What started as absolute truth in the corridors of Parliament last week matured into an X-rated rumour. The rumour? Ssemujju is serious about unseating Kadaga from the Office of the Speaker.
And the truth? Yes, it would have made so much sense if Ssemujju did not go around swearing that he means business and that he is not just another Mayambala, Bwanika or Barya in a political race.
Having been convinced that the truth about Ssemujju’s intention is a grand rumour, I’ve made some consultations and come up with ways for him to authenticate the rumour without breaking a sweat.
But Ssemujju will have to pay back for all I spent visiting ancestral shrines on top of the colonial relic called the church. It was a painstaking effort.
The man in Idudi asked for the tail of a snail and three ears of a cockroach. Naturally, I protested.
“Jjaja, where will we get a snail with a tail? Does it even exist?” I said.
“Don’t worry, Hamidu here will help you [secure it],” he reassured, tapping the shoulders of a fisherman who was chewing a stick.
The Jjaja was more serious than Ssemujju appeared when insisting he meant business. So he briefed me: “We’ll row the boat twice deep into the lake. First at dawn to pay respects to the spirits when they are waking up. Then at dusk to ask for the favours. Everything you ask, you’ll receive.”
“But I can’t row a boat,” I said.
“Don’t worry, Hamidu here will do it.”
“I mean, I can never sit in a boat even if that was the only way to remove Museveni from power and wipe out racism from the face of earth.”
Now he looked at me quizzically, wagged his ears and blinked, wrinkles creasing around his eyes although he was himself not wrinkled. For accountability purposes to Ssemujju, Hamidu asked for Shs483k, insisting he would have to traverse wetlands in Namayingo to acquire the items. In Njeru, someone recommended his elder in Kaliro called Nsala Mbwa.
The peculiar name, apparently from rumours that…
“We’ve to wait for when a dog is giving birth,” a shrieking voice in the shrine started as cowries and other items chased one another in the pitch-dark room. “We’ve to secure the horn of its first puppy.”

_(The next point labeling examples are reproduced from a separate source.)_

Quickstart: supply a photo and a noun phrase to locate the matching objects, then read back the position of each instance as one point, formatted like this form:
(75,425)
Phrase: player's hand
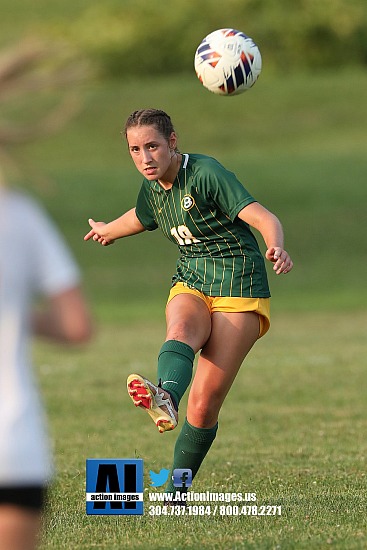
(98,233)
(280,258)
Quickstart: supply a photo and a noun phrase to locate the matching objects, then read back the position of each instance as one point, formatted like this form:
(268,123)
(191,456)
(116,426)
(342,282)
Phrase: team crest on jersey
(187,202)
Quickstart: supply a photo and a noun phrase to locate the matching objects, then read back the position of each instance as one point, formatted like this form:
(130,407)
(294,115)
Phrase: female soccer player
(219,300)
(34,262)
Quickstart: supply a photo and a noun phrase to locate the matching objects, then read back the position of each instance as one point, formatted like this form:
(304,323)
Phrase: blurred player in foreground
(34,261)
(219,300)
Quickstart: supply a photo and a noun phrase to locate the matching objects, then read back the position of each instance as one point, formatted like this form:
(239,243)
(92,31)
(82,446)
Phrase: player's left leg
(232,337)
(188,328)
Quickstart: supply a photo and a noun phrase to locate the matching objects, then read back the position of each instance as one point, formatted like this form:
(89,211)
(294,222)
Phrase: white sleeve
(54,267)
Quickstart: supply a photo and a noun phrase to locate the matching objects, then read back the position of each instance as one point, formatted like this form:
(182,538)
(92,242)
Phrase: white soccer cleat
(156,401)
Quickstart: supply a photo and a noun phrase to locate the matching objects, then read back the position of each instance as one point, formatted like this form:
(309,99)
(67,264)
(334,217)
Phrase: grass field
(292,430)
(293,427)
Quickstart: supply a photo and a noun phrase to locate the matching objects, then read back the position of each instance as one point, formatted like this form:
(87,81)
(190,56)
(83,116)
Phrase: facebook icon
(182,477)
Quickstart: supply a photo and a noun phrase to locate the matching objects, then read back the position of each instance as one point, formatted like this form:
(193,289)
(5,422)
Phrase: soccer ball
(227,62)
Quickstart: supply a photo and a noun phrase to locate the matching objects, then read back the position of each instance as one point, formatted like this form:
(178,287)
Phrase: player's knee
(204,410)
(186,331)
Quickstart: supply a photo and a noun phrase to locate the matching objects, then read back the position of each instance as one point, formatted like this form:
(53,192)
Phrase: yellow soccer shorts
(261,306)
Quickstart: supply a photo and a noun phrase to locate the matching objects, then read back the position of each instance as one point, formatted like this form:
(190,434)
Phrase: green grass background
(293,426)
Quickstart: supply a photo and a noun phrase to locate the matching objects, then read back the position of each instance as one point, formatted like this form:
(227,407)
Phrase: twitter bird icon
(158,479)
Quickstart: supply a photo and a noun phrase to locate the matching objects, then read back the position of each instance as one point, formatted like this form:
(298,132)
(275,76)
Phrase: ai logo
(114,486)
(187,202)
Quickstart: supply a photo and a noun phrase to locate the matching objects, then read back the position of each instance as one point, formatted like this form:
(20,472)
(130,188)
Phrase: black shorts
(31,497)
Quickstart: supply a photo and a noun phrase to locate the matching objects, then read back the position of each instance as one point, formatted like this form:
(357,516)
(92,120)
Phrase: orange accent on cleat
(156,401)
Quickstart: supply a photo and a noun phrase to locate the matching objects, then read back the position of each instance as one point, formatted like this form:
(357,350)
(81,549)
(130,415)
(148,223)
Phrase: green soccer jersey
(219,254)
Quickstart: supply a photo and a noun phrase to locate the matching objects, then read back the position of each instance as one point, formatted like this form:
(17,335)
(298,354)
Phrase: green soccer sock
(175,363)
(191,448)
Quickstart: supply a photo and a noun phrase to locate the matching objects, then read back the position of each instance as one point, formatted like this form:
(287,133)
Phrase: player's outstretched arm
(271,229)
(106,233)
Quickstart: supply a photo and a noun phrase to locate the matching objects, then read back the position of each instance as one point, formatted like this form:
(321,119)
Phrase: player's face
(151,152)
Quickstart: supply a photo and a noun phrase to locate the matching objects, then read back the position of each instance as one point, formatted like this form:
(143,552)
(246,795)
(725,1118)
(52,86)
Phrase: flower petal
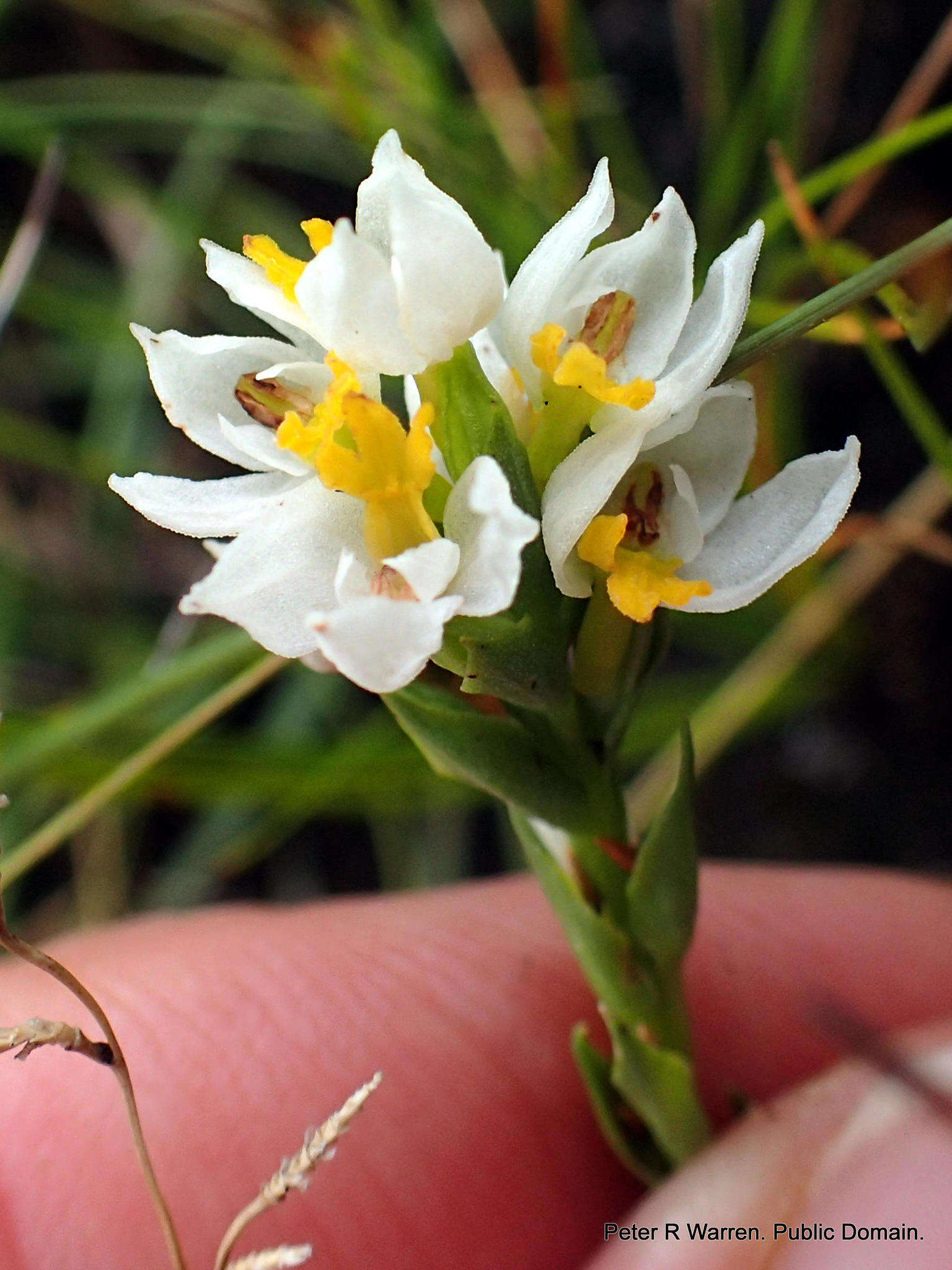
(282,567)
(714,323)
(682,535)
(542,273)
(351,300)
(196,378)
(380,643)
(491,531)
(774,530)
(656,269)
(260,445)
(448,280)
(201,508)
(582,486)
(247,285)
(716,453)
(430,568)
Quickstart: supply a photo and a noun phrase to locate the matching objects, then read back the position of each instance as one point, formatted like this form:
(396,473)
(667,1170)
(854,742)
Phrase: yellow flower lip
(282,270)
(582,367)
(638,580)
(361,448)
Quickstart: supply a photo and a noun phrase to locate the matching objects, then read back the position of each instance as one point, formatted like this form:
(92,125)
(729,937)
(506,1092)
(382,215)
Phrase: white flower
(399,290)
(610,339)
(334,556)
(672,534)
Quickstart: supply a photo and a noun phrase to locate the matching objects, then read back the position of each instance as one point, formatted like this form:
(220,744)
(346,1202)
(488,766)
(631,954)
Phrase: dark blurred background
(163,122)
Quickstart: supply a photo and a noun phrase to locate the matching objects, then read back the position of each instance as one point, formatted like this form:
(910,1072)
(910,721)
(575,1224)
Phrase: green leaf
(659,1083)
(637,1150)
(641,1013)
(519,655)
(498,753)
(845,169)
(765,110)
(833,301)
(663,884)
(472,419)
(602,948)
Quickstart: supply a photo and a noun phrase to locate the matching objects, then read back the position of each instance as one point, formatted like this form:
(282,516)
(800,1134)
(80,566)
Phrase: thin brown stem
(50,966)
(913,98)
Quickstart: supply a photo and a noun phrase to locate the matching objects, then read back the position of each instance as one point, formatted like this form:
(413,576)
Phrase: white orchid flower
(335,557)
(672,535)
(397,291)
(612,340)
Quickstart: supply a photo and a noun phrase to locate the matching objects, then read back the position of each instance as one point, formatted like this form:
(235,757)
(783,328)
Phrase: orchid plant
(494,563)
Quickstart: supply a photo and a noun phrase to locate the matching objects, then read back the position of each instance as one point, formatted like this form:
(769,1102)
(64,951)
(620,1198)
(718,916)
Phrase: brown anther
(609,324)
(389,582)
(643,507)
(270,401)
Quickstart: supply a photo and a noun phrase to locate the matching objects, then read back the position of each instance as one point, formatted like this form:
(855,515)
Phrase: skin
(244,1025)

“Dogs have no horns,” I interjected.
“You’re interrupting the spirits, you’ll pay a fine,” a guttural voice said.
I’m not sure I listened to the rest. When he opened the doors later, he said every dog gives birth to a horned puppy.
“Tsk-tsk-tsk! Seems you have never kept dogs,” he said, looking at me from head to toe like a Nigerian woman sizing up her suitor in those movies.
This time I didn’t want to interject.
“All dogs give birth to a horned puppy at their first birth,” he said. “Do you know why you never see them?”
I shook my head.
“Because the bitch eats up that horned puppy!” he laughed triumphantly at his own deduction. He said the trick is to find a first-time pregnant dog and be there like a nurse to snatch it as soon as it drops, flee for dear life.
“The dog will bite you… no, kill you if you can’t outrun it because it will want to eat that horned puppy.”
“Then?” I said.
“Ah, take one horn to wherever it is you want that job. I promise you everyone will be offering you their seats.”
Nsala Mbwa promised to get me the puppy horns at a fee. He asked for 700k.
Next stop was the colonial shrine – or what you call a church – in Wakitaka, Jinja. The pastor prayed and assured me it was possible as long as I was generous with tithe because “God gives to giving hands.”
Now, I’ve exceeded my word count before I even reveal the pastor’s advice to take Ssemujju to Rwakitura for blessings. Meanwhile, Hamidu beeps me every five seconds. The other day he called briefly asking me to call back and that he had secured the snail’s tail and cockroach ears. Nsala Mbwa also called about the puppy horns. If you believe these things, you very well believe Ssemujju and his plot.